Ensuite, j’ai décidé de jouer quelques pièces de Debussy : deux préludes, dont les titres eux-mêmes sont suggestifs. Et L’Isle Joyeuse, bien sûr, c'est l'île, non seulement dans le sens réel du monde, qui est l'île réelle, mais aussi comme une île psychologique de bonheur qui existe pour tout le monde. Et d'une certaine manière, c'est le salut et la fin heureuse que l'on retrouve aussi dans la dernière Sonate."

Son enregistrement mythique des Variations Goldberg

"Il est toujours difficile de parler de certains types de décisions. Pour moi, les Goldberg, bien sûr, ont été un très grand pas dans ma vie artistique, parce que je sortais de ma période de concours. 'ai commencé ma carrière grâce aux concours et au répertoire de concours. Et quand j'ai terminé le Van Cliburn, j'ai réalisé que je n'avais plus besoin de passer par ces épreuves. Ensuite, je me suis vraiment demandé ce que je voulais faire. Et la première réponse pour moi furent Les Variations Goldberg. 

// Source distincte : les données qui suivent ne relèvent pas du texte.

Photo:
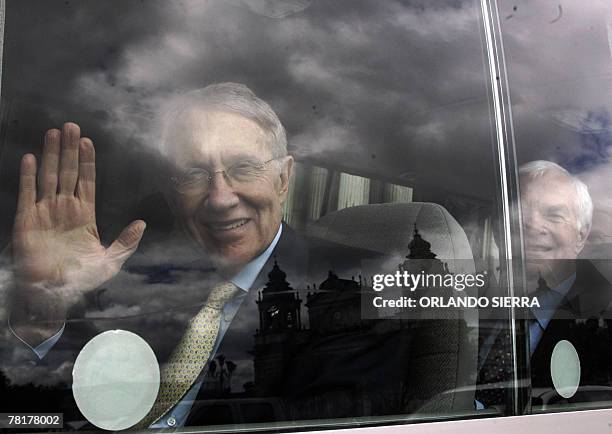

Ces années de préparation des Goldberg ont été des années extraordinaires pendant lesquelles j'ai vraiment essayé de trouver ma voix intérieure, sans me soucier des concours, des demandes des professeurs ou de quoi que ce soit d'autre. Donc, en tant que processus artistique, elles représentent un véritable pas en avant. Et bien sûr, aborder une telle musique pour quelqu'un d'aussi jeune reste un défi. 

Mais ce fut un moment précis de ma vie sur lequel je devrai absolument revenir ; je reviendrai à cette musique à un moment donné parce que j'ai aimé l'expérience non seulement de jouer l’œuvre, mais aussi de me découvrir en tant que musicienne dans cette partition et de la triangulation avec le public. Dans un monde où tout va si vite et où nous n'avons jamais le temps pour quoi que ce soit, se concentrer même sur un petit détail, juste avoir la possibilité d'expérimenter cette méditation sur un petit thème vibrant est une expérience qui est immensément puissante."

La Sonate de Liszt

"Lorsque nous affrontons ce genre de montagnes, la montagne est d'abord intérieure, car il s'agit de trouver la force, la concentration, le pouvoir de confronter la montagne. Bien sûr, c'est un voyage intérieur. Et aussi, le fait de présenter une œuvre sur scène est complètement différent de la pratique de studio. Quand je répète, devant mon piano, bien sûr, je me concentre sur certains détails ou certaines idées. Mais lorsque l’œuvre arrive sur scène, c'est un peu comme si le bébé devenait vivant. Il se prépare pour le public. Et ce moment de révélation signifie également un moment de révélation de moi-même. C'est très difficile à expliquer. C'est un processus tellement difficile et personnel. Mais chaque fois que je monte une pièce sur scène, je découvre une autre partie de moi-même."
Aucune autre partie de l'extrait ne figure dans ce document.